On line, however, a little more detail was given about the event, including names, and links to our respective blogs!
They chose to link to something I wrote in March about Four Letter Words. In there I make a bad joke about the pronunciation of the word cwms. For those who read this blog regularly, I make a lot of bad jokes. But, what is becoming more apparent to me is the level of responsibility I need to have when writing these epistles. I never know who is going to link back to them, or where they might link.
In the case of where Art Beat linked in my blog, the writing is less revealing about the work, more revealing about the process, and gives strange insights on how I look at dictionaries. But, the writing is carefree, much like the nature of Four Letter Words as a series. The Staff writer at the Washington Post touched on that by commenting on the title, ""Four Letter Words" features more than 200 paintings... of, well, four letter words, though not necessarily the kind you are thinking of." Where neither the Art Beat link nor the Post picked up (nor DCist for that matter in their recent Arts Agenda) is that even a four letter word can posses complexity. Spellings may have truncated or expanded over the years (idyl is an alternative spelling of idyll... or is it the other way around?); they may fall out of the lexicon; they were adopted into the language through colonialism and trade, and have since fallen out of use in some stretches of the globe; or they are phonetically similar to another word and misspelled as a result.
Visually, since an abundance of type faces are available on anyone's personal computer, why not use them? At least once. I take a bit of pride knowing I never repeated a font in this project. Granted, in the process of painting, Times Regular and Times Bold may look similar, but each is a different font from the same family. The relationship between font and word is arbitrary, assigned methodically and randomly throughout the work. This can avoid any stereotyping... like when a greenhorn graphic design student chooses to use Fortune Cookie to design the menu of a Chinese Restaurant. It's a nice bit of variety to impose on a work. Besides, I'm tired of text made from stencils in art works.
But I digressed. This epistle is supposed to be about my responsibility with my blog writing.

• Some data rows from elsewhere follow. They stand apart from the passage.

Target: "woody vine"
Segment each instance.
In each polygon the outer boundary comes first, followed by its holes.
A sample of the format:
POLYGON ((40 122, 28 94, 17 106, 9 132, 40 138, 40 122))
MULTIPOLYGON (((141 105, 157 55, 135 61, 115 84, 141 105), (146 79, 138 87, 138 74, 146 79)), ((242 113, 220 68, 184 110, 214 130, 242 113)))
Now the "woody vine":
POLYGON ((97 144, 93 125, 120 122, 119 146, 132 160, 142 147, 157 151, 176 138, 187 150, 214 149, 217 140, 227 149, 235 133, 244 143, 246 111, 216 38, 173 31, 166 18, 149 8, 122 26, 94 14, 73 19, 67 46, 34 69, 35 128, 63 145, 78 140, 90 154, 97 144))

If I write what I'd really like to write, will it come back to haunt me? It depends on how I write it, I suppose. Today's discovery on WAMU is a lesson to be mindful of that. I have no knowledge of who reads this. And, after my post about the Chinatown bus, I learned it could be anyone.
What I question more is, if I do carefully craft the commentary I care to publish, and it is done so in a manner that is objective, polite but critical, and with a gear toward insight, is it a path for alienation, a path that pushes discussion and debate, or simply something floating in the abyss like so much flotsam on the Internet?